Pour être éligible à la présidence, il faut donc être âgé de 40 à 75 ans, titulaire d'au moins un master universitaire, être iranien de père et de mère, mais aussi "loyal à la République islamique", "de bonne réputation" et être "un leader mature", "digne de confiance et pieux". Le Conseil des Gardiens a jusqu’au 11 juin pour présenter la liste des candidatures approuvées.
Lors de l'élection de 2021, cette instance n'avait retenu que sept candidats sur les 592 postulants, invalidant la quasi totalité des personnalités réformistes et modérées. Ce qui avait ouvert la voie à Ebrahim Raïssi, le candidat des camps conservateur et ultraconservateur, facilement élu au premier tour.
Mahmoud Ahmadinejad, une candidature médiatique
À chaque échéance électorale, le dépôt des candidatures est d’abord l’occasion d’attirer l'attention des médias et de s’exprimer publiquement, et certaines candidatures relèvent du loufoque.

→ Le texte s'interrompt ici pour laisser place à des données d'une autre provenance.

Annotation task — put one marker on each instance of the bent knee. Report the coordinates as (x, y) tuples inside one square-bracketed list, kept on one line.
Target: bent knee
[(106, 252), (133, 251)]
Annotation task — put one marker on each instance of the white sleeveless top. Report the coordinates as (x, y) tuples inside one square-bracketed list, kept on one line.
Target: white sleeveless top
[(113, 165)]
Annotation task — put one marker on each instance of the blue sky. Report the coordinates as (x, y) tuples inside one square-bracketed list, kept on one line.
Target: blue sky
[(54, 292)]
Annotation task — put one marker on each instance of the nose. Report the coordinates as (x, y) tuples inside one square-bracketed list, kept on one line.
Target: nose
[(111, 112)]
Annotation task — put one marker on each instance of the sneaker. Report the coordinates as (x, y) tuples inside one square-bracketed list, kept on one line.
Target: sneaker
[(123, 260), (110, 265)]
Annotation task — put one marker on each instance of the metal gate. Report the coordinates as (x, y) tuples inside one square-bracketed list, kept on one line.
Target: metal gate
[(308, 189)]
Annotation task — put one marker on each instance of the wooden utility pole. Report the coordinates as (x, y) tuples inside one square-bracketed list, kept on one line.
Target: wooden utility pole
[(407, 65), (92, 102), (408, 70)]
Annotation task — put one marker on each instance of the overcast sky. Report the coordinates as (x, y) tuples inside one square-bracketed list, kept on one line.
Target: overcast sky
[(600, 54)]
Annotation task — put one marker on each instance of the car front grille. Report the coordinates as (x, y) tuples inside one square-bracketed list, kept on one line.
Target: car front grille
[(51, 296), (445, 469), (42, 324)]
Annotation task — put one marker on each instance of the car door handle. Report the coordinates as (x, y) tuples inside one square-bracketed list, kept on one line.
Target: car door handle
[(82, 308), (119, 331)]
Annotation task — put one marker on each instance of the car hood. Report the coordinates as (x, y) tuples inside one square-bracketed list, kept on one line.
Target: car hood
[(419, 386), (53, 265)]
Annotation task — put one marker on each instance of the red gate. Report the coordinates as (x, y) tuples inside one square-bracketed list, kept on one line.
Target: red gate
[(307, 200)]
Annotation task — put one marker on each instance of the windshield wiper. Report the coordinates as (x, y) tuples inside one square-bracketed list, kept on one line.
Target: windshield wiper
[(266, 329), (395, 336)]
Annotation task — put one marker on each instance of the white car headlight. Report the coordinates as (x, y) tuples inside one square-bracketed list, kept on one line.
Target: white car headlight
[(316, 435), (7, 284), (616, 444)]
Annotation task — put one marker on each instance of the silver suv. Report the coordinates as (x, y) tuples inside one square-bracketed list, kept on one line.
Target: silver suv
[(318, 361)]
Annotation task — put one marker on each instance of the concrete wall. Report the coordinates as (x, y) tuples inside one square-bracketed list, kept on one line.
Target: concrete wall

Parmi les postulants figure cette année le populiste Mahmoud Ahmadinejad qui, à 67 ans, souhaite retrouver le poste de président qu'il a occupé de 2005 à 2013. Déjà recalé plusieurs fois par le Conseil des gardiens, aux élections de 2017 et de 2021, "il sait pertinemment qu'il ne passera pas la rampe, mais il tente quand même, notamment pour avoir une médiatisation", commente Jonathan Piron.
L’ex-président iranien n’est apprécié ni par le Guide suprême, ni par les Gardiens de la révolution, depuis qu’il a qualifié les membre de cette force paramilitaire de "frères contrebandiers" dans une allocution télévisée en juillet 2011, alors qu’il était encore président. "C’est un personnage isolé au sein du régime, interdit de présence dans les médias officiels. Il est perçu de manière très négative puisque, durant son deuxième mandat présidentiel, il a adopté une posture critique à l'égard du régime, avec une vision nationaliste religieuse qui n'était pas du tout celle de la ligne défendue par Ali Khamenei."
Dans la liste des 80 postulants, on retrouve davantage de personnalités conservatrices, voire ultraconservatrices, que de modérées, quelques religieux de second rang, et quatre femmes. Cette année, l'ancienne députée Zohreh Elahian espère obtenir le feu vert après avoir déposé, en tchador, sa candidature.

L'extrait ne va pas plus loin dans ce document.